A report in Huffington Post Spain says that at least three migrants taken to Spanish hospitals on August 13 had contusions, at least one as a result of a fall. The videographer and another journalist who witnessed the incidents at the border fence that day told Human Rights Watch that some injured migrants remained on the ground for hours after falling from the fence, without medical attention.

The video footage shows two people being frog-marched by Guardia Civil officers on the Spanish side of the border toward a gate in the fence and through the gate back into Morocco. A journalist present when the video was shot confirmed that they saw the Guardia Civil officers hand the two people to Moroccan officials on their side of the fence.

El Diario has reported that Guardia Civil officers summarily returned 60 migrants from Melilla to Morocco on August 12 and 13. It is unclear what happened to the hundreds of others who sought to cross into Melilla. The summary returns continued on August 14, according to the two journalists who were there and media reports.

“Returning migrants to Morocco without due process could put lives at risk,” said Ward. “Spain should stop these illegal pushbacks without delay.”

A spokesperson for the Guardia Civil, when asked about the summary returns and alleged beatings of migrants, told Human Rights Watch that: “the Guardia Civil always, always, always behaves according to the law. We comply totally with the Spanish Foreigners Law.”

Under the Spanish Foreigners, or immigration, law, the Guardia Civil must escort any migrant apprehended entering Spain without permission to a National Police station for identification and to initiate deportation procedures. Migrants are entitled to receive the assistance of an interpreter and a lawyer throughout the process so that they have the opportunity to make a claim for international protection.

Summary returns deprive migrants of the right to seek asylum or other international protection, and make it impossible for the Guardia Civil to conduct age screenings for undocumented migrant children, as Spanish law requires.
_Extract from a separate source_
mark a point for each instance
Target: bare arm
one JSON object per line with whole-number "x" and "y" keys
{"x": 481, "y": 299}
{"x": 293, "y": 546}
Human Rights Watch documented the abuse of migrants by Moroccan security forces and summary returns by Spain from its Melilla and Ceuta enclaves to Morocco in a February report, “Abused and Expelled.” Human Rights Watch called on the Spanish government to halt summary returns to Morocco and to refrain from forced returns until Morocco complies with international standards for humane treatment of migrants and asylum seekers.

Other nongovernmental organizations and Spain’s independent human rights institute have also documented unlawful summary returns to Morocco from the Spanish enclaves.

Spain is required to ensure that migrants are treated humanely on Spanish territory. Spain’s interior minister, Jorge Fernández Díaz, contends that migrants should not be considered to have entered Spanish territory until they have crossed the “police line.”

A Spanish judge in Melilla firmly rejected that position on August 5. Responding to a complaint filed in July by several Spanish nongovernmental organizations alleging inhumane treatment of migrants by Moroccan Gendarmerie, the judge affirmed that the entirety of the triple-enforced border fence rests on Spanish territory, and that Spain is responsible for abuse that occurs there.

Under international human rights and refugee law and European Union law, Spain is obliged to refrain from refoulement – the forcible return of anyone to a place where he or she faces a real risk of torture or inhuman and degrading treatment – and to provide people who claim that they have a well-founded fear of persecution if returned with an opportunity to seek asylum. In December 2012, the European Court of Human Rights ruled that Italy had violated the nonrefoulement obligation when it summarily returned to Libya migrants intercepted on the high seas.

Under the UN Basic Principles on the Use of Force and Firearms by Law Enforcement Officials, state agents are required to exercise restraint when applying force, act proportionally, minimize injury, and ensure prompt medical treatment of injured persons.

“The Spanish authorities should conduct a thorough investigation into these allegations of excessive use of force by Guardia Civil officers and hold anyone found responsible to account,” Ward said.